Come si è arrivati a questo punto
Per sei secoli e mezzo, un solo proprietario: l’abazia di Cîteaux, che costituisce il clos tra il 1109 e il 1115. Il 13 febbraio 1790, l’abazia e i suoi tredicimila ettari vengono confiscati come beni nazionali, e il clos entra nel circuito delle vendite. Ouvrard lo acquista nel 1818, Bocquet riprende il castello e quindici ettari nel 1889. Nel 1920, Étienne Camuzet, viticoltore e deputato della Côte-d’Or, acquista il castello e poi vende questi quindici ettari a quindici proprietari diversi. Da lì in poi, eredità e rivendite fanno il resto. La storia completa è su la storia del clos.
Cosa cambia nel bicchiere
Molto. Sotto un’unica etichetta di denominazione, avete più di ottanta modi di fare: rese, vendemmia, affinamento, parte di legno nuovo. Aggiungete la geografia: la parte alta del clos, in pendenza vicino al castello, è considerata il miglior terroir; la parte bassa, più piatta e argillosa, è meno regolare. Due bottiglie dello stesso annata possono quindi essere molto diverse senza che nessuna sia guasta. Acquistare un Clos de Vougeot significa prima di tutto scegliere un dominio: vedere il grand cru in dettaglio.

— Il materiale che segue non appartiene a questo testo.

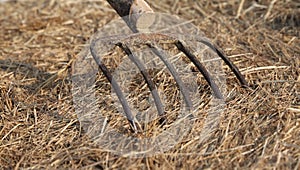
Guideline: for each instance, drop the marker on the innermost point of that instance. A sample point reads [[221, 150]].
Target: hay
[[260, 128]]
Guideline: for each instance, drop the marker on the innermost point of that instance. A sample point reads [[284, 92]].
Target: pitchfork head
[[169, 45]]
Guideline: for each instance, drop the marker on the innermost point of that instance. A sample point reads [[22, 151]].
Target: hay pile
[[260, 128]]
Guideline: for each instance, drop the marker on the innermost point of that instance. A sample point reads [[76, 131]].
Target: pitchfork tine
[[172, 70], [146, 76], [115, 86], [233, 67], [201, 68]]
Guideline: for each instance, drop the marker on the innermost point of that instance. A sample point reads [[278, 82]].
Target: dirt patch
[[39, 41]]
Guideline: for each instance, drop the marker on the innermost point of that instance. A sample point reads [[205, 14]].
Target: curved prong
[[146, 76], [172, 70], [201, 68], [115, 86], [232, 66]]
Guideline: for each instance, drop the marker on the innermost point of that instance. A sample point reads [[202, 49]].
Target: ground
[[260, 128]]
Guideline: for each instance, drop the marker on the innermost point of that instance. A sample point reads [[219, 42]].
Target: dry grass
[[260, 128]]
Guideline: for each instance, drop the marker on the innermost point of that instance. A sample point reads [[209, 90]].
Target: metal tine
[[146, 76], [115, 86], [201, 68], [232, 66], [172, 70]]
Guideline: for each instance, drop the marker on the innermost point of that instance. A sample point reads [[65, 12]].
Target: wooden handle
[[137, 13]]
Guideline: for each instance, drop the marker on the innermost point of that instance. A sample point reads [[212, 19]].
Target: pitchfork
[[135, 13]]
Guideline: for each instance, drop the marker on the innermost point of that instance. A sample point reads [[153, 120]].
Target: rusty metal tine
[[146, 76], [177, 78], [201, 68], [115, 86], [232, 66]]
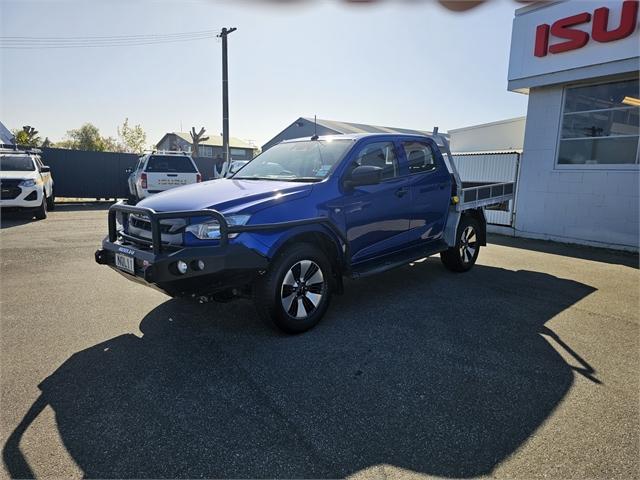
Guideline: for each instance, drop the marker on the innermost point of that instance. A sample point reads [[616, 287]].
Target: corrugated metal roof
[[350, 127], [488, 152], [216, 140]]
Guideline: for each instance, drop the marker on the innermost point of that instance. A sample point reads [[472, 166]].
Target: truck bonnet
[[226, 195]]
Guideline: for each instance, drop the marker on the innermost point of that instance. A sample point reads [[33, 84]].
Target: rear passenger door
[[377, 216], [430, 185]]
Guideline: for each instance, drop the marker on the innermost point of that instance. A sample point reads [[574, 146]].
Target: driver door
[[377, 217]]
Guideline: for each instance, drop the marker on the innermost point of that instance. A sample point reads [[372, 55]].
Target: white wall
[[598, 207], [503, 135]]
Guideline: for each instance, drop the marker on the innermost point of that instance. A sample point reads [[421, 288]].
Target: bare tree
[[196, 138]]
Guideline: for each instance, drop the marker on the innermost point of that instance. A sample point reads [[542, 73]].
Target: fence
[[84, 174]]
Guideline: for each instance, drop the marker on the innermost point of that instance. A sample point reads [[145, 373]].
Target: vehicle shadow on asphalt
[[584, 252], [425, 370], [15, 219]]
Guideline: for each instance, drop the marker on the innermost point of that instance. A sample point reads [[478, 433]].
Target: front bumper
[[28, 197], [234, 261], [226, 265]]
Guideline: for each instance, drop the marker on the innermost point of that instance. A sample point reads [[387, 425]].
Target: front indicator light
[[27, 183], [211, 230], [182, 267]]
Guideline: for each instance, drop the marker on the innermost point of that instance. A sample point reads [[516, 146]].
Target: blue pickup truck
[[287, 227]]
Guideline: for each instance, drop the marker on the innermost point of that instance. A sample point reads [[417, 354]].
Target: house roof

Durante un tour, chiedete alla guida di mostrarvi il confine tra la parte alta e quella bassa del clos dal muro. È visibile a occhio nudo e vale tutte le spiegazioni.
Camminare nelle parcelle
La passeggiata guidata di due ore e trenta in partenza da Beaune comprende quarantacinque minuti di cammino tra Romanée-Conti, Richebourg, Clos de Vougeot, Bonnes Mares e Chambertin, una visita in cantina e una degustazione comparata di sei vini.
Domande frequenti
Quanti proprietari esattamente?
Più di ottanta proprietari e coltivatori per circa cinquanta ettari. Il numero cambia con le eredità e le rivendite, da cui la formula «più di 80».
Perché così tanti proprietari?
A causa della confisca del 1790, delle vendite successive e della divisione nel 1920 dei quindici ettari di Étienne Camuzet tra quindici acquirenti: vedere la storia.
Chi possiede allora il castello?
La Società civile degli Amici del Castello dal 1944, che lo affitta alla Confrérie des Chevaliers du Tastevin: vedere chi è il proprietario.